Other Surgical Methods for Parkinson’s-Associated Dyskinesia

There are a few other surgical procedures that may also be considered for the management of the LID. These procedures do not involve implantation of a stimulator; they involve creating a lesion one of the regions of the brain that is responsible for either Parkinson’s symptoms or the dyskinesias. 

Typically, lesional surgeries also target the globus pallidus or the subthalamic nucleus, and they may involve both sides if necessary. These procedures are, like DBS, considered safe and effective. If you are a candidate for DBS surgery, then it is very likely that your medical team will be discussing several surgical options with you, in addition to DBS.

A Word From Verywell 

Parkinson’s disease is the most common movement disorder. It is a lifelong condition that is expected to worsen over the years. Because of the worsening symptoms, people with Parkinson’s disease often require mediation adjustments as the disease processes and as side effects develop.

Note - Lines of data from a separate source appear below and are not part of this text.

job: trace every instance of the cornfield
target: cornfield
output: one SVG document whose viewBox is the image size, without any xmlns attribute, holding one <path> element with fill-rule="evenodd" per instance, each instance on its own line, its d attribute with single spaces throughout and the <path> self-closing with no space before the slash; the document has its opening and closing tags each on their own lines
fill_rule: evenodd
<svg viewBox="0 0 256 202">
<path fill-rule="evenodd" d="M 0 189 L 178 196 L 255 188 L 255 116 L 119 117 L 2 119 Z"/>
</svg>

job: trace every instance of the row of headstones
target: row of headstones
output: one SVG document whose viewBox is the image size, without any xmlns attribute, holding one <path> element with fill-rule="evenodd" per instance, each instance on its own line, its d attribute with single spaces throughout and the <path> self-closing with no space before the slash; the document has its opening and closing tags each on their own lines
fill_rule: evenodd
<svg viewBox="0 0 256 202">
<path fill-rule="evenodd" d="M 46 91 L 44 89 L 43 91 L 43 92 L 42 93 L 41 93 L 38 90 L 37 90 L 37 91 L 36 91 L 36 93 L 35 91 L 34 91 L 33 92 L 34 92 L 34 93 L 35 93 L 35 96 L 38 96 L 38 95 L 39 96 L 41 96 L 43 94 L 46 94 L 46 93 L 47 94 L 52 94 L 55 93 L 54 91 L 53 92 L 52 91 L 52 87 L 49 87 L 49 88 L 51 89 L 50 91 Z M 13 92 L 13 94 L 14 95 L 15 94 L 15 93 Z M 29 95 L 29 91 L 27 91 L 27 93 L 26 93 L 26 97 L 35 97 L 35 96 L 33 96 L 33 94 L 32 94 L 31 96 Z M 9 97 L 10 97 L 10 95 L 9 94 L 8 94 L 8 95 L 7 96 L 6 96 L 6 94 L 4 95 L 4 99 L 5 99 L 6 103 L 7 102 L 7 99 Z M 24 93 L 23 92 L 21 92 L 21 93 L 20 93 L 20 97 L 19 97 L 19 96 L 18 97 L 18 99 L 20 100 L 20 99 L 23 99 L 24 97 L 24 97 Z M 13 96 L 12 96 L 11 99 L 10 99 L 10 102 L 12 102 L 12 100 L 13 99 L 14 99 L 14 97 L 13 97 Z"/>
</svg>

Ironically, the side effect of medications used for Parkinson’s disease is another movement disorder, dyskinesia. For some people with Parkinson’s disease, there comes a point at which medications may no longer be tolerable, and surgical approaches may be considered the best option. 

The good news, however, is that neither Parkinson’s disease nor dyskinesias are dangerous or life threatening. DBS surgery is an option that has been around for many years, is well understood, and is considered to be safe and well tolerated. Over the past years, there have been thousands of people with Parkinson’s disease who have had surgery for LID, and the outcomes have been good. If you are a candidate for DBS, expect to have a carefully planned out surgery and close follow up after your procedure, as this will maximize your chances for the best outcome and recovery.

Source:

Tan ZG, Zhou Q, Huang T, Jiang Y. Efficacies of globus pallidus stimulation and subthalamic nucleus stimulation for advanced Parkinson's disease: a meta-analysis of randomized controlled trials, Clin Interv Aging. 2016 Jun 21;11:777-86.